Updated by Samuel Just almost 10 years ago
- Status changed from New to Can't reproduce
Updated by Sahana Lokeshappa almost 10 years ago
- File log_osd_678.gz log_osd_678.gz added
- File log_osd_345.gz log_osd_345.gz added
- File log_osd_012.gz log_osd_012.gz added
- File monlogs.gz monlogs.gz added
It reproduced.
Setup details:
3 osd nodes (3 osds in each node)
3 monitors
rebooted the node with osds:6,7,8)
Please find attached logs of osds and monitors with debug enabled as requested
Updated by Pavan Rallabhandi almost 10 years ago
For the asserts seen in OSD.0 and OSD.2 logs, there is a tracker #8887.
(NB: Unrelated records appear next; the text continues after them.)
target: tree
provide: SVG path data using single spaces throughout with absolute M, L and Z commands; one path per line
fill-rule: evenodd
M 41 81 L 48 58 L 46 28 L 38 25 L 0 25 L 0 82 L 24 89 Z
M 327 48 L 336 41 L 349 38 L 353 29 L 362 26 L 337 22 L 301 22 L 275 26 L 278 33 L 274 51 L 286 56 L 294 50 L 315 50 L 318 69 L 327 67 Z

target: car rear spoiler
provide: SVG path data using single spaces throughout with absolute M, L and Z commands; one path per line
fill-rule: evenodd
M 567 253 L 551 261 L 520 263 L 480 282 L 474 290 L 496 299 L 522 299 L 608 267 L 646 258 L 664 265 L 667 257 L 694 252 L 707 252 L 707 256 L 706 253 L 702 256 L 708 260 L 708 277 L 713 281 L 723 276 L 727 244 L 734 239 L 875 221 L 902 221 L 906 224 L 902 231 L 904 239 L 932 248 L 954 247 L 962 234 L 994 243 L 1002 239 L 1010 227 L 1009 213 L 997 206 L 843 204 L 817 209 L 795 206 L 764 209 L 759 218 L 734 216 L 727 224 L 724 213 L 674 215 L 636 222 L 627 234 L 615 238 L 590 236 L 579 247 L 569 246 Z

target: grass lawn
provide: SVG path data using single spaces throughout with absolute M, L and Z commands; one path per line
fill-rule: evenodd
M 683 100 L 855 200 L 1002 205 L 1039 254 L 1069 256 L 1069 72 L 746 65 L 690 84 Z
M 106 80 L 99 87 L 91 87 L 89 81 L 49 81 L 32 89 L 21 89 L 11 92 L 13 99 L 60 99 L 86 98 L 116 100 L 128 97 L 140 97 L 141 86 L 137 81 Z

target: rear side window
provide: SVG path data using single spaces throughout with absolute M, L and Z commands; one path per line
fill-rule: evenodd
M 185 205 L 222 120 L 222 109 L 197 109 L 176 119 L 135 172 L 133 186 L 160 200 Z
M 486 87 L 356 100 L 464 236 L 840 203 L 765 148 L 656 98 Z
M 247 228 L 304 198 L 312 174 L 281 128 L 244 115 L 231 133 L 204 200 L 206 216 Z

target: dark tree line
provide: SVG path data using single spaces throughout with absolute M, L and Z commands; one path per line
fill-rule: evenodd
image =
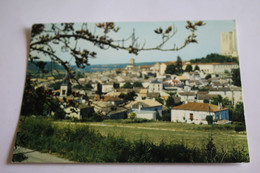
M 155 29 L 155 34 L 161 37 L 162 41 L 159 45 L 154 45 L 154 47 L 146 47 L 145 44 L 138 42 L 134 33 L 130 35 L 129 38 L 122 38 L 120 40 L 114 40 L 110 37 L 109 33 L 117 33 L 120 29 L 113 22 L 97 23 L 94 28 L 90 28 L 87 23 L 83 23 L 81 26 L 76 26 L 74 23 L 50 24 L 48 26 L 44 24 L 35 24 L 33 25 L 31 32 L 29 61 L 30 64 L 34 64 L 39 69 L 40 73 L 45 74 L 49 71 L 48 68 L 46 68 L 48 64 L 44 62 L 43 59 L 47 59 L 51 63 L 59 65 L 59 68 L 54 68 L 52 70 L 59 73 L 59 69 L 65 69 L 71 79 L 78 81 L 77 78 L 79 76 L 77 76 L 71 63 L 74 62 L 77 65 L 77 68 L 85 68 L 90 65 L 89 58 L 97 57 L 95 51 L 89 50 L 87 47 L 80 47 L 79 44 L 82 42 L 91 43 L 95 47 L 103 50 L 109 48 L 124 50 L 135 55 L 138 55 L 141 51 L 151 50 L 178 51 L 191 43 L 197 43 L 196 31 L 198 27 L 203 25 L 205 25 L 205 23 L 202 21 L 194 23 L 187 21 L 186 29 L 190 31 L 190 34 L 187 35 L 184 43 L 178 47 L 174 45 L 172 48 L 164 48 L 177 32 L 176 28 L 173 26 Z M 96 32 L 96 30 L 102 31 L 99 32 L 101 34 L 97 34 L 98 32 Z M 67 61 L 62 59 L 59 54 L 60 52 L 66 53 L 67 55 L 69 54 L 72 57 L 71 60 Z M 28 78 L 26 85 L 22 105 L 23 115 L 42 115 L 44 111 L 51 111 L 53 109 L 59 110 L 59 104 L 56 104 L 57 99 L 50 97 L 52 94 L 46 95 L 46 93 L 44 93 L 45 91 L 39 91 L 40 89 L 37 89 L 37 83 L 32 86 L 30 77 Z M 90 88 L 89 86 L 85 87 Z M 55 86 L 55 88 L 57 88 L 57 86 Z M 102 94 L 100 89 L 97 94 Z M 33 104 L 36 107 L 30 108 Z M 56 105 L 55 108 L 53 107 L 54 105 Z M 63 115 L 63 113 L 61 114 Z

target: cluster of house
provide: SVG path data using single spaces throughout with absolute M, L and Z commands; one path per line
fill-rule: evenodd
M 137 118 L 155 120 L 158 115 L 162 116 L 166 100 L 174 93 L 175 101 L 183 104 L 172 108 L 171 121 L 207 124 L 208 115 L 219 122 L 228 121 L 228 109 L 221 104 L 213 105 L 210 100 L 220 95 L 234 105 L 242 102 L 241 88 L 232 85 L 232 79 L 226 73 L 238 68 L 238 64 L 184 62 L 183 69 L 190 64 L 199 66 L 200 71 L 184 72 L 182 75 L 165 74 L 167 65 L 171 63 L 175 62 L 135 66 L 131 59 L 124 69 L 89 73 L 80 78 L 81 85 L 92 86 L 87 90 L 75 89 L 77 83 L 66 79 L 61 84 L 59 98 L 64 102 L 67 116 L 78 119 L 88 117 L 92 112 L 111 119 L 122 119 L 135 112 Z M 207 74 L 211 74 L 210 79 L 205 79 Z M 142 87 L 122 88 L 126 83 L 141 83 Z M 135 96 L 132 100 L 121 97 L 133 91 Z M 73 92 L 77 95 L 72 95 Z M 158 98 L 164 100 L 164 104 L 156 101 Z M 78 106 L 69 106 L 69 100 L 76 100 Z

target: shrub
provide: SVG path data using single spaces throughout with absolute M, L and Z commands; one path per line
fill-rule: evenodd
M 139 121 L 144 119 L 135 119 Z M 131 121 L 131 120 L 128 120 Z M 21 142 L 22 141 L 22 142 Z M 188 148 L 184 143 L 158 145 L 148 139 L 127 141 L 109 134 L 102 136 L 88 126 L 53 126 L 42 118 L 28 117 L 20 123 L 16 144 L 39 151 L 56 152 L 78 162 L 246 162 L 248 154 L 243 149 L 218 150 L 210 136 L 200 148 Z M 15 158 L 15 157 L 18 157 Z M 24 159 L 14 156 L 14 159 Z
M 245 131 L 245 130 L 246 130 L 246 126 L 244 126 L 244 125 L 236 125 L 235 126 L 236 132 L 241 132 L 241 131 Z
M 131 120 L 134 120 L 134 119 L 136 118 L 136 113 L 131 112 L 130 114 L 128 114 L 128 117 L 129 117 Z

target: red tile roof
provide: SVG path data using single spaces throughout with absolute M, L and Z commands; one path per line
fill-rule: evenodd
M 203 112 L 218 112 L 222 110 L 227 110 L 226 108 L 219 109 L 217 105 L 209 103 L 187 103 L 180 106 L 175 106 L 172 109 L 178 110 L 192 110 L 192 111 L 203 111 Z

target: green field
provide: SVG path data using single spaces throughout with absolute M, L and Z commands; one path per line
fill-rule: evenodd
M 87 125 L 103 136 L 112 134 L 134 141 L 144 139 L 160 144 L 184 143 L 188 147 L 203 148 L 207 144 L 210 134 L 218 149 L 232 150 L 232 148 L 244 148 L 248 151 L 247 135 L 232 130 L 233 125 L 195 125 L 173 122 L 146 122 L 146 123 L 122 123 L 121 121 L 108 120 L 102 122 L 56 122 L 59 126 Z

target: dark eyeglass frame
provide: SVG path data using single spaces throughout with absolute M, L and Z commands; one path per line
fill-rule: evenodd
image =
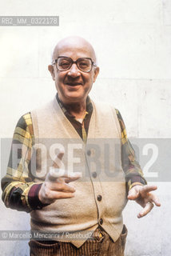
M 57 66 L 57 62 L 58 60 L 58 58 L 68 58 L 70 60 L 70 63 L 71 63 L 71 66 L 67 68 L 66 70 L 60 70 L 59 68 L 58 68 Z M 91 69 L 89 70 L 89 71 L 85 71 L 85 70 L 80 70 L 79 66 L 78 66 L 78 62 L 79 60 L 82 60 L 82 59 L 89 59 L 91 61 Z M 85 73 L 89 73 L 92 70 L 92 68 L 93 66 L 97 66 L 97 65 L 94 63 L 94 62 L 92 61 L 91 58 L 78 58 L 75 62 L 74 62 L 74 60 L 70 58 L 70 57 L 66 57 L 66 56 L 59 56 L 58 58 L 56 58 L 54 62 L 52 63 L 52 65 L 54 65 L 56 66 L 56 68 L 60 70 L 60 71 L 66 71 L 68 70 L 70 70 L 71 68 L 71 66 L 73 66 L 73 64 L 75 63 L 77 65 L 77 67 L 78 68 L 79 70 L 81 70 L 82 72 L 85 72 Z

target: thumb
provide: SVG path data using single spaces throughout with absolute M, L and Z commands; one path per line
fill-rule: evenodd
M 62 159 L 63 158 L 64 152 L 61 151 L 54 160 L 53 167 L 61 168 L 62 167 Z

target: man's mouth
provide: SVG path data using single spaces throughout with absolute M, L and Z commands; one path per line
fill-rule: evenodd
M 66 84 L 70 86 L 78 86 L 82 85 L 81 82 L 66 82 Z

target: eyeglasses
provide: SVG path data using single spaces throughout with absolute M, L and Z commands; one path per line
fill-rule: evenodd
M 74 62 L 71 58 L 65 56 L 58 57 L 52 64 L 56 64 L 56 67 L 58 70 L 66 71 L 70 70 L 74 63 L 75 63 L 78 68 L 83 72 L 89 72 L 91 71 L 93 66 L 96 66 L 96 64 L 90 58 L 79 58 L 76 62 Z

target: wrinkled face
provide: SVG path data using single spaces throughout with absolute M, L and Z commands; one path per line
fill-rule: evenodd
M 56 49 L 54 59 L 59 56 L 70 57 L 73 61 L 79 58 L 90 58 L 95 62 L 95 56 L 89 45 L 76 42 L 76 43 L 66 42 Z M 56 65 L 49 66 L 53 79 L 55 81 L 59 98 L 66 104 L 84 102 L 91 90 L 93 83 L 99 72 L 99 68 L 93 66 L 91 71 L 86 73 L 81 71 L 76 63 L 70 70 L 60 71 Z

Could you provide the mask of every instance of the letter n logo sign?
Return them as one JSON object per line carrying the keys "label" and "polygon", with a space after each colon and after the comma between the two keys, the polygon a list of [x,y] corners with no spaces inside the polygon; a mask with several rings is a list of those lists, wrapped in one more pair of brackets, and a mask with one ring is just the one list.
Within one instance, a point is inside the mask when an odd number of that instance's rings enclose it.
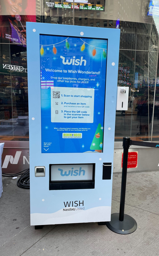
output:
{"label": "letter n logo sign", "polygon": [[5,156],[2,168],[7,168],[9,162],[10,162],[12,164],[17,164],[21,153],[21,151],[16,151],[14,158],[13,158],[13,156]]}

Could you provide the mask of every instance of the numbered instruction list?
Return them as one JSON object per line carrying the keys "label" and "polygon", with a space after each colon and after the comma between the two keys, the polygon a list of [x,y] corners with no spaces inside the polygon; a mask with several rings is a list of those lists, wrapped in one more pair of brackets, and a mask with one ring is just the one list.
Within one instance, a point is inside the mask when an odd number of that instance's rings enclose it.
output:
{"label": "numbered instruction list", "polygon": [[52,123],[93,123],[94,89],[51,89]]}

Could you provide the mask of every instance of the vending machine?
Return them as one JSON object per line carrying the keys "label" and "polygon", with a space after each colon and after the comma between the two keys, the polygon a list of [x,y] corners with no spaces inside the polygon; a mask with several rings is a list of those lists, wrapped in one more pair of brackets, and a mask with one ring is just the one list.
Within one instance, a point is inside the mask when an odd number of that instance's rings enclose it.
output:
{"label": "vending machine", "polygon": [[120,30],[27,25],[31,225],[111,219]]}

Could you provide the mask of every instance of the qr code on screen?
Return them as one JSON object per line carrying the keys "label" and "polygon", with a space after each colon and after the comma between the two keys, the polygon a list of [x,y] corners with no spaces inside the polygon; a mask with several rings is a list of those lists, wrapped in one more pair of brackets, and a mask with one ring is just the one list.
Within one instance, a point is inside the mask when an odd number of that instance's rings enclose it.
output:
{"label": "qr code on screen", "polygon": [[60,92],[53,92],[53,98],[55,99],[60,99]]}

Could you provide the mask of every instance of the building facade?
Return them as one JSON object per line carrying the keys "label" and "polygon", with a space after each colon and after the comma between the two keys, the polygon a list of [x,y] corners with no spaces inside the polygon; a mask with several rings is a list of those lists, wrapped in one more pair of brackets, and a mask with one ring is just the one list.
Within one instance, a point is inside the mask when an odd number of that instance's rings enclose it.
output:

For OSD.1, going through the logs, sub_op_modify_reply seemed to be invoked from the same OSD multiple times leading to an assert, pasted below one such instance for tid 29459:
<snip>
-1698> 2014-07-17 17:54:12.879138 7fddb5bf9700 7 osd.1 pg_epoch: 64 pg[4.32( v 64'1059 (0'0,64'1059] local-les=62 n=323 ec=61 les/c 62/62 61/61/61) [1,5,8] r=0 lpr=61 luod=64'1052 crt=0'0 lcod 64'1051 mlcod 64'1050 active+clean] sub_op_modify_reply: tid 29459 op ack_type 4 from 8
-1625> 2014-07-17 17:54:12.879846 7fddb83fe700 7 osd.1 pg_epoch: 64 pg[4.32( v 64'1059 (0'0,64'1059] local-les=62 n=323 ec=61 les/c 62/62 61/61/61) [1,5,8] r=0 lpr=61 luod=64'1053 crt=0'0 lcod 64'1052 mlcod 64'1050 active+clean] sub_op_modify_reply: tid 29459 op ack_type 4 from 5
-1541> 2014-07-17 17:54:12.880847 7fddb5bf9700 7 osd.1 pg_epoch: 64 pg[4.32( v 64'1059 (0'0,64'1059] local-les=62 n=323 ec=61 les/c 62/62 61/61/61) [1,5,8] r=0 lpr=61 luod=64'1053 crt=0'0 lcod 64'1052 mlcod 64'1050 active+clean] sub_op_modify_reply: tid 29459 op ack_type 4 from 8
<\snip>
Not sure if this is another manifestation of #8504, where in the same op is dequeued twice by the OSD, resulting in this behavior.
Updated by Greg Farnum almost 10 years ago
Yeah, looks like a dup of #8887 as well.